我家有一墩马莲,就在我家后院,梨树下。在我的老家,说马莲论墩,不论棵,皆因马莲长得旺,春天栽下一棵,转年就是一墩,一墩一墩长的。
那墩马莲是我栽的,啥时候栽的我忘了,就如同那棵梨树也是我栽的一样,记不得是啥时候。肯定都是在一个春天的日子,我把它们栽下了,就给了它们一个安身立命的地儿。我不知道它们是不是感谢我,反正,它们是活了,还活得挺好,挺快乐。每到春天的时候,梨树开花,马莲发芽。秋天的时候,梨树果实累累,马莲长出三尺长的叶子。梨的名字叫早酥,果实拳头大,稀脆,掉在地上,一摔就碎。马蜂,蜜蜂,还有秋天的蝴蝶蚂蚁们都跑来吸允甜蜜的汁液。盛满梨香的后院,嗡嗡嘤嘤,很是热闹。我呢,不去树上摘,就跟地上的马蜂、蜜蜂和蝴蝶们抢地上的梨子吃,这是我的经验也是我的聪明。它们看好的,一定也必是味道最好的,果实的极致。我在创作长篇史前历史小说《红山女神》的时候,有一个细节。一个生活在昆仑山下的部落,因为气候的变化,食物匮乏,为了生存,发生了冲突。为了避免冲突和杀戮,首领决定顺着河流向太阳升起的地方迁移。在路上,首领告诉每一个外出采集果实和取水的人们:要采集鸟儿吃的果实,要取有鱼虾或者水虫的水,鸟儿能吃的果实人才能吃,有鱼虾水虫的水,人才能喝。这是人类的经验也是人的智慧。
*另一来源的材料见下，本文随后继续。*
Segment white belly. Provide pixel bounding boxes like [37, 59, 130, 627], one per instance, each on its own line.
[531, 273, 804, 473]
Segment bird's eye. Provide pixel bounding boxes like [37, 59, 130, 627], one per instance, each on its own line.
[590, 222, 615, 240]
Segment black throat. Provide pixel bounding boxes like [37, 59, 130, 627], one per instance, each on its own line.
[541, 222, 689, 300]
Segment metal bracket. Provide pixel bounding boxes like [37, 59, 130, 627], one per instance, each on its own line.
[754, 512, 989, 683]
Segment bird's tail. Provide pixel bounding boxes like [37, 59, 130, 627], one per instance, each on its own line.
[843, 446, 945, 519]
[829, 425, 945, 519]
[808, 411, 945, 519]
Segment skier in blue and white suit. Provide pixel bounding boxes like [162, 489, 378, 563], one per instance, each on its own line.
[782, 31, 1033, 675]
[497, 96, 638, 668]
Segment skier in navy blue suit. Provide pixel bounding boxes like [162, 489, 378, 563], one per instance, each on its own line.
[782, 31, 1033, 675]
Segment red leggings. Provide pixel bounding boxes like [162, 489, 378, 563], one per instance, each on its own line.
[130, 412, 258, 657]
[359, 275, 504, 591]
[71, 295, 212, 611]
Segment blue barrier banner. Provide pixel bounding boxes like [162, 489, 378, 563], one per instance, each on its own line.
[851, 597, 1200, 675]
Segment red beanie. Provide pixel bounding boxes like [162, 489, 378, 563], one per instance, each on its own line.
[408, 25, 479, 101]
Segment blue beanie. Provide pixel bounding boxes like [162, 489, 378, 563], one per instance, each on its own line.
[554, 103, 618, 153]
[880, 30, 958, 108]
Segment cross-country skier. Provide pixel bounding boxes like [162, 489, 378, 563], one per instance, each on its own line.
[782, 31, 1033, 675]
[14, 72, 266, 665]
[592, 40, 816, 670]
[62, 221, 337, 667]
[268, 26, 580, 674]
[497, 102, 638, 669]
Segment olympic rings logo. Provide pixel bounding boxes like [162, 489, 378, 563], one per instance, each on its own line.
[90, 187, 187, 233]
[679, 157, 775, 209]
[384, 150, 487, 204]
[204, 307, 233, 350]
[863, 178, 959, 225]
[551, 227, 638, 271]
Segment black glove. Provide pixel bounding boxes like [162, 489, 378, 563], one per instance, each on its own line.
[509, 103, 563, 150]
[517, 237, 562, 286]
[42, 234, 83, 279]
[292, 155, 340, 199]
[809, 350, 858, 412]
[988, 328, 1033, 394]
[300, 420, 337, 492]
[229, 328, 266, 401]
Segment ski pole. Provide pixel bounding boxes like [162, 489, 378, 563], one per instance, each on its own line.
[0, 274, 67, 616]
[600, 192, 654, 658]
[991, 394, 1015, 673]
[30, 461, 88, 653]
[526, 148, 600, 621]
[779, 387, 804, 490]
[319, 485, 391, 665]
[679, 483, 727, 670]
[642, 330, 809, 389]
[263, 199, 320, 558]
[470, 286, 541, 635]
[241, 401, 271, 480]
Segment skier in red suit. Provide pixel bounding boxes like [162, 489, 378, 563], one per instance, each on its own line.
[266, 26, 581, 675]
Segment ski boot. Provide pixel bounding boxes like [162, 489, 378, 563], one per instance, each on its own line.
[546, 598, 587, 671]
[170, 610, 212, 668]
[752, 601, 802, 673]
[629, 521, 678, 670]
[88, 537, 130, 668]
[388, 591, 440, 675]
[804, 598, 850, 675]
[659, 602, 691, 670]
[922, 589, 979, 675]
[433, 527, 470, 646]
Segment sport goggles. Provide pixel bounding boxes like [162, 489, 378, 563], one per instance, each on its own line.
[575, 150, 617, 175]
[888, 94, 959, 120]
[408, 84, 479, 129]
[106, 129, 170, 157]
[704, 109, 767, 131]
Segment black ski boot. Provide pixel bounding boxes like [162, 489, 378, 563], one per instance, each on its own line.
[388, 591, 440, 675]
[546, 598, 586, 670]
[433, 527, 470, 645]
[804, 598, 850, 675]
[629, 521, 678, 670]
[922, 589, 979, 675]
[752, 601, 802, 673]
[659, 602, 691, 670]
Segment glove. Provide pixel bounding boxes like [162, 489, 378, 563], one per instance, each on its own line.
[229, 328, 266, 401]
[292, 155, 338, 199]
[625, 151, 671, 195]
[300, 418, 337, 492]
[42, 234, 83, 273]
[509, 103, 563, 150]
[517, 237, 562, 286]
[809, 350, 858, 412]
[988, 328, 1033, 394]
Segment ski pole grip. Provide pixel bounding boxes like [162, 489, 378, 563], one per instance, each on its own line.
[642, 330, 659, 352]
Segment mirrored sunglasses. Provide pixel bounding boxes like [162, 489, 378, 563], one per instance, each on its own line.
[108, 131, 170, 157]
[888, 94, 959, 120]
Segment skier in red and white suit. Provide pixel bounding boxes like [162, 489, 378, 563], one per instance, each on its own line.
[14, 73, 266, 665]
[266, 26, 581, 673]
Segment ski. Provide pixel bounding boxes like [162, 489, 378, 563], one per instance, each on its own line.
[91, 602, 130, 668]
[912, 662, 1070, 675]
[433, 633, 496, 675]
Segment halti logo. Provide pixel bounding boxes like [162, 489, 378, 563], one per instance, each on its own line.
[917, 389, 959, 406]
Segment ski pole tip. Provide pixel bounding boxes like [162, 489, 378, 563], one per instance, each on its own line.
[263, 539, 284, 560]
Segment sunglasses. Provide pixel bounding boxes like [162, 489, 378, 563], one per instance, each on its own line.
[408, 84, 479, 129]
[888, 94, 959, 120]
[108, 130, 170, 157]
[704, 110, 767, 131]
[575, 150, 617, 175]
事实证明,也真是,马蜂,蜜蜂,还有秋天的蝴蝶蚂蚁们吃的,味道绝对好。不信的话,大家就试试。
然而,梨树下的马莲就没有那么幸运了,还说马莲吧。年年,春天花开了的时候,我有工夫只是去看看,掐一朵花,使中指把两片新叶和花茎分开,用嘴一吸一吸,就会发出小鸡雏的叫声,稚嫩得抓心。听听那种小鸡雏儿的稚嫩的声音,自己忍不住开心笑,笑回了童年的日子。等到秋天的时候,任凭它枯萎去,不管了。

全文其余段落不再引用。